- This chapter opens with Marcus talking about histograms: what they are and how they work.
- FasTrak, a radio-based "wallet" that pays tolls for cars when the cross bridges, can now give readings all over the city because of DHS added readers along with the cameras.
- So people can be tracked whenever they're in a car, no matter what.
- More people are starting to protest. Fifty thousand marched down the street after a week.
- Taxi companies are also starting to give discounts to people who pay with special cards. Sounds a lot like rideshares like Uber and Lyft (remember: this book came out in 2008, well before either company).
- Marcus's dad thinks Marcus is paranoid. They argue about what a citizen's duty is to America. Again.
- The story jumps to Marcus and Van sitting in Dolores Park after school, just hanging out. Marcus realizes that Van is "totally h4wt" (that's hot) (8.26). Darryl knew that all along, but Marcus just figured it out.
- Talking about what Marcus's dad would do if he got randomly pulled over, Van unintentionally give Marcus an idea.
- If everyone were being pulled over, it'd be a disaster because of gridlock.
- Arphid cloning could make this happen. Randomly swapping tags on people with other people's codes would make everyone look abnormal, messing up the surveillance norms.
- Marcus tells Van, and she gets up and walks away. She's angry because he'd be putting people in danger. Marcus's angry because the country will be turned into a prison if no one stops them.
- Remember, Marcus vowed to bring down the entire DHS, partly because Darryl's still gone. Van shoves Marcus and takes off alone.
- To the blogs: Marcus writes his first post on Open Revolt, his Xnet site, under the name M1k3y. He puts up a HOWTO for building arphid cloners, tips for getting close to people, and puts his own cloner in his jacket pocket.
- Cut to a long explanation about "the paradox of the false positive" (8.58). Tests for a disease that are 99% right are also 1% wrong. If you had a test that was 99% accurate about catching terrorists, it has the same problem.
- Here are the numbers: if you had a pool of 20 million people, a 99% accurate test will identify 200,000 as terrorists. But only ten of them are really terrorists. #math
- But surprise—DHS terrorism tests are between 40% and 60% accurate.
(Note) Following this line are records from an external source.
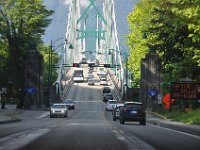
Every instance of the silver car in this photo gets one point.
(58, 109)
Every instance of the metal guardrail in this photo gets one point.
(116, 88)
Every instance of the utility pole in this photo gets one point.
(126, 76)
(49, 72)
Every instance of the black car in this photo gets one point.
(107, 96)
(116, 111)
(133, 111)
(69, 103)
(106, 90)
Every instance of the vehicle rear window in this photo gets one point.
(58, 106)
(112, 102)
(133, 106)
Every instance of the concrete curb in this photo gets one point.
(162, 121)
(10, 121)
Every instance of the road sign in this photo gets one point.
(30, 90)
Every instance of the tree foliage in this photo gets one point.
(173, 28)
(21, 24)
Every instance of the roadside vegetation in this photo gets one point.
(172, 28)
(187, 116)
(22, 24)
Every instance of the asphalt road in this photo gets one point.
(89, 127)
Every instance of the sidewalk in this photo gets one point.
(156, 119)
(8, 115)
(11, 114)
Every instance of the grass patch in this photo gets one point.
(191, 117)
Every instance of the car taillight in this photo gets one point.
(125, 110)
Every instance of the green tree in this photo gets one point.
(172, 27)
(21, 24)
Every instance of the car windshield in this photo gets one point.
(58, 106)
(131, 106)
(68, 101)
(112, 102)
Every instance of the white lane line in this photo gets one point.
(88, 101)
(42, 115)
(18, 140)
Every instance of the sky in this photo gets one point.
(57, 29)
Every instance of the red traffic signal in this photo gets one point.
(107, 65)
(76, 65)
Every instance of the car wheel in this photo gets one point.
(121, 120)
(114, 119)
(143, 122)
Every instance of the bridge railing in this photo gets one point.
(117, 85)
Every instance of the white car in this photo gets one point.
(58, 109)
(110, 105)
(103, 82)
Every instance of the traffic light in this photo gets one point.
(91, 65)
(107, 65)
(76, 65)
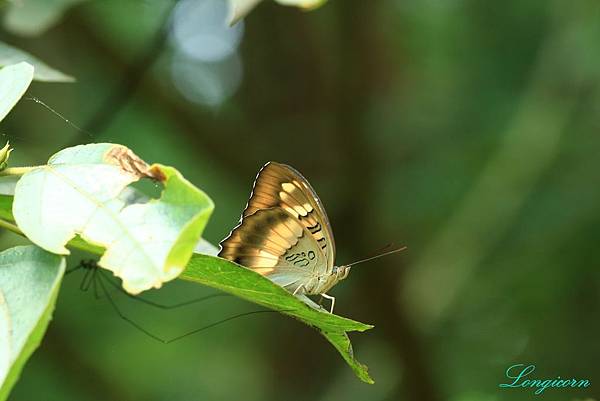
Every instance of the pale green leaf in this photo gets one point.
(245, 283)
(33, 17)
(83, 191)
(14, 81)
(43, 72)
(238, 9)
(29, 279)
(5, 338)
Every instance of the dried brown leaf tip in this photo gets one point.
(132, 164)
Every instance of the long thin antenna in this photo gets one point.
(400, 249)
(56, 113)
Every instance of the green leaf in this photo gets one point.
(238, 9)
(5, 338)
(83, 191)
(14, 81)
(43, 72)
(33, 17)
(244, 283)
(29, 280)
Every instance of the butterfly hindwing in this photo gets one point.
(279, 185)
(274, 243)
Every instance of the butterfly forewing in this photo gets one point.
(279, 185)
(275, 244)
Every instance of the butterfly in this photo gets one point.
(284, 234)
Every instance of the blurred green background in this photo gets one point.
(466, 130)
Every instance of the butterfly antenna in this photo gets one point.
(396, 250)
(57, 114)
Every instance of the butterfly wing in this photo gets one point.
(275, 244)
(279, 185)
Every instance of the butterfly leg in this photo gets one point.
(309, 302)
(332, 299)
(297, 290)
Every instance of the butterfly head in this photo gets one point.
(341, 272)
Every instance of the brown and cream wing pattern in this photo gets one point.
(279, 185)
(275, 244)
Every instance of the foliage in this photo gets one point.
(29, 282)
(83, 198)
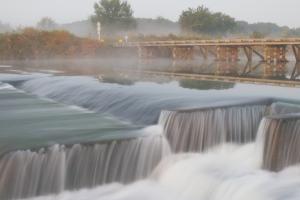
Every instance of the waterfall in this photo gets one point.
(280, 139)
(199, 129)
(58, 168)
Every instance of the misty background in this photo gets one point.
(269, 17)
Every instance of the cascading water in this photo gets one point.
(228, 172)
(200, 129)
(280, 140)
(59, 168)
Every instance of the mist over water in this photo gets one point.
(228, 172)
(107, 148)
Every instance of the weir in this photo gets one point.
(280, 137)
(200, 129)
(55, 169)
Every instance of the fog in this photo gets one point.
(28, 12)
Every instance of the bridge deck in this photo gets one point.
(236, 42)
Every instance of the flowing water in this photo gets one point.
(79, 137)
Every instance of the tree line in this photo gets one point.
(116, 17)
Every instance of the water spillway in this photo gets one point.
(48, 148)
(51, 147)
(280, 138)
(58, 168)
(200, 129)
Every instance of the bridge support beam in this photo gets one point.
(296, 50)
(275, 54)
(182, 53)
(227, 54)
(153, 52)
(249, 53)
(204, 52)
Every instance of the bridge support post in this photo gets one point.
(275, 54)
(227, 54)
(183, 53)
(296, 50)
(204, 52)
(249, 53)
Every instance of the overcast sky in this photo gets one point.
(28, 12)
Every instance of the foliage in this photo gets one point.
(35, 44)
(202, 20)
(114, 15)
(5, 28)
(46, 24)
(257, 35)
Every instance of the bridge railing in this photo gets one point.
(278, 41)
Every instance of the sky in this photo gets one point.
(28, 12)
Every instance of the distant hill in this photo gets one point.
(162, 26)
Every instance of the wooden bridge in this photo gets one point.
(267, 50)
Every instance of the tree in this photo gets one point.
(202, 20)
(5, 28)
(114, 15)
(46, 24)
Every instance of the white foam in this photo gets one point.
(229, 172)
- Operation False Positive begins and lines appear all over the city. Some chemical engineering students make a substance that's harmless but trips an explosive sniffer, and then watch their professors get flying-tackled by security guards that are now everywhere.
- It's chaos. No one's scanners work properly any more. Not at the hospital, at school, or on the road.
- After school (where they got out early so the teachers could try and get home by a reasonable time), Marcus goes home and checks out what's happened that day on Xnet.
- His dad gets home three hours late that night because he was pulled over, searched, and questioned by police. Twice.